It might not be organically-sources wholegrains with unicorn milk served in a hand-whittled dish of sustainable hardwood. But it's food for the hungry
I know where you are coming from, but it's the same argument that is used to stop food being improved in hospitals and why carb-heavy cheap food is the stuff of school dinners.
If our authorities, with their bulk-buying power, can't offer reasonable quality food and set a good example, who can? Kelloggs cereals are unbelievably sugary, if you eat those and some nice fish and chips followed by a super sugary huge cookie/bun/cake, which is what's on offer in my children's schools, then you have a perfect recipe for childhood obesity.

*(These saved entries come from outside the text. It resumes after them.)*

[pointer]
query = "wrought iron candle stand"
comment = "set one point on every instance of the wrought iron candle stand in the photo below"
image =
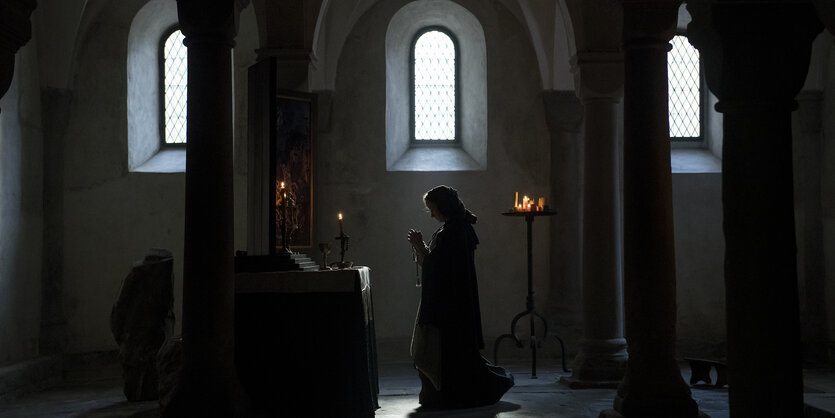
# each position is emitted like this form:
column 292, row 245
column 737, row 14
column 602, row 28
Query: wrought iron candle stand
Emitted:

It's pointless to hand-wring about the obesity epidemic when you are in the thrall to the large food manufacturers- all of the government's healthy food initiatives involve processed crappy food (swap butter for lovely low fat margarine, why not swap your usual fizzy drinks for no-calorie ones) and this is just more advertising of the same.
I wouldn't have Tesco/supermarket vouchers in school, no Kelloggs cereals, no vending machines, no nothing. I don't believe in any of this and I can't believe schools are allowed to push this rubbish, especially the Sports Programmes where you have to spend £100's just to get a hoop for sports day. It's all the same, but this is worse as it prods the guilty conscience as there are children going hungry in the morning (which isn't solved by giving them their daily amount of sugar all in one sitting).